Molti anni fa, una persona illustre, un intellettuale con doti notevoli, uno dei più grandi dirigenti del PCI, quando leggeva gli articoli di Piero Sansonetti gli diceva: «È buono, però riscrivilo. Manca una cosa importante: l'anima. Mettici l'anima e riportamelo».
Non so se grazie a quell'uomo, di cui Sansonetti non fa il nome, o grazie a chi, comunque lui ha imparato a mettere l'anima in ciò che scrive. O almeno, in questo libro "Dal 68 ai No-global" Sansonetti ha messo tutta la sua anima ed il suo cuore.

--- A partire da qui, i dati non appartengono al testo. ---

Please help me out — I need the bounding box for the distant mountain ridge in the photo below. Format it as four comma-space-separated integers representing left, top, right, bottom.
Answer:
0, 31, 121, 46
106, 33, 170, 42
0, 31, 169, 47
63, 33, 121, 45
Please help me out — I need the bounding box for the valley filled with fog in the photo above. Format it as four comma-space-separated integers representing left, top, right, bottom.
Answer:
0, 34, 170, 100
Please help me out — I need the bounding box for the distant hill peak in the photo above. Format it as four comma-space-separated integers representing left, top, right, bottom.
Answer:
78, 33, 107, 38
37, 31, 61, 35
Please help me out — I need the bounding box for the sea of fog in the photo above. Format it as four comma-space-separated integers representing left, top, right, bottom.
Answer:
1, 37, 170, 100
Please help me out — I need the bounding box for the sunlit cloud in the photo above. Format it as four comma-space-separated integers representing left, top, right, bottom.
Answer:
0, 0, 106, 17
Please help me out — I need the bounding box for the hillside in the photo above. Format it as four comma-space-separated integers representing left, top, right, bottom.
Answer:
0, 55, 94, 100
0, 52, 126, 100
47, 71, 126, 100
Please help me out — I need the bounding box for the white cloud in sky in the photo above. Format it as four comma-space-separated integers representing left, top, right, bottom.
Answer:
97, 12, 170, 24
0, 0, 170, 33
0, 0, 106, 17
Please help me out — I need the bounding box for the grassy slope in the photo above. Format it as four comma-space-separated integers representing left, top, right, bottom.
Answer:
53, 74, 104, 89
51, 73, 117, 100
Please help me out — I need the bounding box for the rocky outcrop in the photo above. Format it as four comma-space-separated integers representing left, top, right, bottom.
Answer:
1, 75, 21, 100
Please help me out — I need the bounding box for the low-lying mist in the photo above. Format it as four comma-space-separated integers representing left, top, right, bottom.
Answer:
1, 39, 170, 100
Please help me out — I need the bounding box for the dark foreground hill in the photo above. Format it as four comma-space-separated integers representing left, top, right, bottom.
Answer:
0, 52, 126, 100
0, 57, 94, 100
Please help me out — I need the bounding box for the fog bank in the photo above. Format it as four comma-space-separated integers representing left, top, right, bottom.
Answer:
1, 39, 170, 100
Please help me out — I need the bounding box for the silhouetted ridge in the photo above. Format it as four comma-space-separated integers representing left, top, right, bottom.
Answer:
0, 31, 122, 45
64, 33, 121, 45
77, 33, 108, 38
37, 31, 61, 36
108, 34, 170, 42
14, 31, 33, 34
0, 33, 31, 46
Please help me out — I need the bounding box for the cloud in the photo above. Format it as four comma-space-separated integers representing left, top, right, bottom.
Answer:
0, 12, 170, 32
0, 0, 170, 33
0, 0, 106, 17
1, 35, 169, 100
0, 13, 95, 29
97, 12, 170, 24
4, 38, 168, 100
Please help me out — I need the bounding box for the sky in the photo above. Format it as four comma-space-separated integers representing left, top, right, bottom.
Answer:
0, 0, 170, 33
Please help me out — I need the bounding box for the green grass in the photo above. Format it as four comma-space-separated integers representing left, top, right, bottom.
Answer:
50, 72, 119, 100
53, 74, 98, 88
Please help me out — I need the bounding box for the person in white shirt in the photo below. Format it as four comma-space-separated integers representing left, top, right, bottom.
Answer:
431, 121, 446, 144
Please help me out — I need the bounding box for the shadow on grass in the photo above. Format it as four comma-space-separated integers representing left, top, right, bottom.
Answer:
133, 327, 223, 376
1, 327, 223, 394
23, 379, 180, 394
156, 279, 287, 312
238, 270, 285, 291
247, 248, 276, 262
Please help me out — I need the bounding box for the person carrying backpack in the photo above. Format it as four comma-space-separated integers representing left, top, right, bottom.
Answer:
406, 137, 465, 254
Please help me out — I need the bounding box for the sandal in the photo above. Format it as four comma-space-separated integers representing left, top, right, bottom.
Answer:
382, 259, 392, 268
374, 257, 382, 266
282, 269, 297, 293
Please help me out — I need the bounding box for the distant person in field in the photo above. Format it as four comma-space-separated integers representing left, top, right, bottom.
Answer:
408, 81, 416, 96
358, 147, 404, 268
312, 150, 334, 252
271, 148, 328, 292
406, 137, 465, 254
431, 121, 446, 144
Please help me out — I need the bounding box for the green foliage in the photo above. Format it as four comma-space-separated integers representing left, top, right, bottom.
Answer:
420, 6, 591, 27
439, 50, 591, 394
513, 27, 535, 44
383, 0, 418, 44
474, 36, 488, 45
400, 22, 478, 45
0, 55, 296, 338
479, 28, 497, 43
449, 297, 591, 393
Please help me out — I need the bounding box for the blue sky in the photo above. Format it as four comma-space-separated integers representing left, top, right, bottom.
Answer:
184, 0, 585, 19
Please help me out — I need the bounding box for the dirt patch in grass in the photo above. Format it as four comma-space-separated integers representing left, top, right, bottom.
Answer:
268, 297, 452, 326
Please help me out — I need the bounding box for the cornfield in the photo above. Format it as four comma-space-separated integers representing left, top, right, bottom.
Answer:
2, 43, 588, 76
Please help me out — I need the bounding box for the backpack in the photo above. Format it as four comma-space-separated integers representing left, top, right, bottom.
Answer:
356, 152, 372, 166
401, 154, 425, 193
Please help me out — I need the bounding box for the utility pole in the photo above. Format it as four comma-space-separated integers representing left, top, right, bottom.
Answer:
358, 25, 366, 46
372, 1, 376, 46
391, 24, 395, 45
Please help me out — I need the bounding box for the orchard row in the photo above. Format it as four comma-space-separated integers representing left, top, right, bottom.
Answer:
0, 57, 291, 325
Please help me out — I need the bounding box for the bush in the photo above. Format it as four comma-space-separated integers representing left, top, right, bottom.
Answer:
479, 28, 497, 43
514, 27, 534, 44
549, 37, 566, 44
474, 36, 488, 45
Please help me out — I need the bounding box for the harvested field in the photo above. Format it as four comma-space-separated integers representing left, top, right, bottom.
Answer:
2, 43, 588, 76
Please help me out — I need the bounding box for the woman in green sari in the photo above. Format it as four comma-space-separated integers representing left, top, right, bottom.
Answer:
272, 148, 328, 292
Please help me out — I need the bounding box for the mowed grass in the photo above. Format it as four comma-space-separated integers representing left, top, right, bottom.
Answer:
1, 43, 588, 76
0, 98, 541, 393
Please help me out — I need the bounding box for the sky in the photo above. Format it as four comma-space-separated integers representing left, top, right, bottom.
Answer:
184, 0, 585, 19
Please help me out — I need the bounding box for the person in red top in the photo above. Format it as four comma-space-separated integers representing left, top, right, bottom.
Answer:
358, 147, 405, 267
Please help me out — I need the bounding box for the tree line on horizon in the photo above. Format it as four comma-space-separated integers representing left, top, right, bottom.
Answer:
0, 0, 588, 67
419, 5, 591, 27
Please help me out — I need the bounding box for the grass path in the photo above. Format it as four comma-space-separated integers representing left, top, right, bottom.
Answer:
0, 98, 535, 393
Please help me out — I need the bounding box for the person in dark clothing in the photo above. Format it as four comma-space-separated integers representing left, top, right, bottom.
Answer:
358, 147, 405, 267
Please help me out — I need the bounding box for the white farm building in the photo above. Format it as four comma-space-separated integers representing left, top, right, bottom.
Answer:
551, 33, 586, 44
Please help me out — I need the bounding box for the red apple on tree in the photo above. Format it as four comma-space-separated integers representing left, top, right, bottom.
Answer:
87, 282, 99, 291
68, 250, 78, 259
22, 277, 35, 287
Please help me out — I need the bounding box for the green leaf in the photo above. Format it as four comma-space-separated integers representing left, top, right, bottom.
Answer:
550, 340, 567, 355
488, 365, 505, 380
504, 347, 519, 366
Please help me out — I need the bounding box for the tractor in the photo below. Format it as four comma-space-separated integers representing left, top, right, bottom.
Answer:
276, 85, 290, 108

Senza seguire un ordine cronologico, né apparentemente logico, egli rincorre i suoi ricordi, le sue emozioni; analizza le ideologie di allora e di oggi. Ci narra di persone e di fatti. Di lui sessantottino, del suo lavoro all'"Unità"; di suo figlio quindicenne di oggi; dei suoi amici, di quelli che poi hanno cambiato idea e di quelli che pur non avendo cambiato idea sono in una posizione diversa dalla sua perciò è possibile istaurare un dialogo. Piero Sansonetti si pone domande e dove può cerca di dare una risposta ragionata.
Si chiede ad esempio «Carlo è un eroe?» E poi risponde di no; sa che questo movimento non vuole e non cerca né eroi né martiri, ma sa perfettamente che Carlo è il simbolo di una generazione anarchica che si è ribellata con le sue forme politiche, con le sue iniziative e con il suo stile di vita.
Il movimento del 68 - ci spiega l'autore - capì che l'ordine delle cose creato dall'uomo non era l'ordine naturale delle cose; e non era un ordine equo. Pensò che per rovesciare quell'ordine sbagliato servisse il potere. Questo nuovo movimento, al contrario, non si pone il problema del potere e nulla rivendica per se stesso; ma chiede per gli altri, per il Sud del mondo soprattutto.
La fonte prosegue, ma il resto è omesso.